With the best intentions in the world, the encounter between African American art and students of literature had developed these subtexts (The Bluest Eye, read in elementary schools, was a case in point, as was its banning). And it was easy to see how two messages—African American art as explications of pathology; African American art as restorative balms to rashes of racism—had been formulated and why. First, the history of black people in the United States has been a brutal one, and its consequences still shake and inform contemporary life. Examining and acknowledging that brutality can and does lend itself to the interpretation of black presence in that history as our pathology and only ours; it can and did lead to the notion that, as a people, we are a problem (the “negro problem” that every black writer from Richard Wright to Ralph Ellison to James Baldwin to Zora Neale Hurston had to comment on—not to mention the verification of literacy that Phillis Wheatley and the authors of slave narratives were required to provide) and it was our job to solve ourselves.

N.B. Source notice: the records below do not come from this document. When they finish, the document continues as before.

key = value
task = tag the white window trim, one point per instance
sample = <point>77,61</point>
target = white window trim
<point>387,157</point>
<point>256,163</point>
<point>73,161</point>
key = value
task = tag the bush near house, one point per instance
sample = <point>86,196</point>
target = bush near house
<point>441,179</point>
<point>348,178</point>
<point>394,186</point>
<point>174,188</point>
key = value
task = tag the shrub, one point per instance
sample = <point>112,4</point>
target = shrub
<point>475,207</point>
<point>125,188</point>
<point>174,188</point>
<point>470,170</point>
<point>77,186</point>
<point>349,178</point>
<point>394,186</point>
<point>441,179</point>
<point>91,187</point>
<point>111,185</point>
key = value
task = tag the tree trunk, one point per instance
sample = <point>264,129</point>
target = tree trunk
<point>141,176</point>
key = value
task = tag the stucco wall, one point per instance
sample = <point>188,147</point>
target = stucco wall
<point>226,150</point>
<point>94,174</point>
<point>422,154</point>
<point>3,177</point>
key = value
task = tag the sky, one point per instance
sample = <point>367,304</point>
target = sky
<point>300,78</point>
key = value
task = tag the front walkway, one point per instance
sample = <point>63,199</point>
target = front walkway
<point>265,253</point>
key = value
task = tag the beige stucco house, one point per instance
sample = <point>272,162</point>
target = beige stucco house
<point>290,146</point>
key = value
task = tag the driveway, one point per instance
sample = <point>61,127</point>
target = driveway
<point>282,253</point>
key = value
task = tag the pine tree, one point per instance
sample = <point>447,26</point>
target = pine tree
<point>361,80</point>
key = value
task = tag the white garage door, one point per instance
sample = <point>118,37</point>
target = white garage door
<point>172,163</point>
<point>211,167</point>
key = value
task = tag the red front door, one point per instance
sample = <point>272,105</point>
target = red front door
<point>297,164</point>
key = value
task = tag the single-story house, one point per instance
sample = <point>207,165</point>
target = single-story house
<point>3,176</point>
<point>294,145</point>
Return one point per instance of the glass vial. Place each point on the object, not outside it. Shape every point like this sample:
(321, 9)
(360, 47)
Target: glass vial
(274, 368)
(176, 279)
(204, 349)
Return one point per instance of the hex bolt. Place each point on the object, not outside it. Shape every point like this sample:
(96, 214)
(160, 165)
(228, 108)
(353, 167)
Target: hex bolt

Countering that interpretation of African American studies as vaccination against incipient white racism is another one: African American studies as a field naturally immune from racism. That black life was a cornucopia of treasures, contributions, and constructive indigenous mechanisms beneficial to its community and that these social mechanisms operated as an innocent alternative to the race-bound society surrounding it. It is an interpretation that captures the sense that most African Americans have, that their real life, their nurturing life, their interior life is someplace else—outside its deforming history. And that obstacle-ridden as that life may be, it was clearly one they would choose, if the choice were presented to them. That while many (perhaps even most) African Americans valued the perceived privilege and license of white Americans, very few wanted to trade places if it meant becoming them.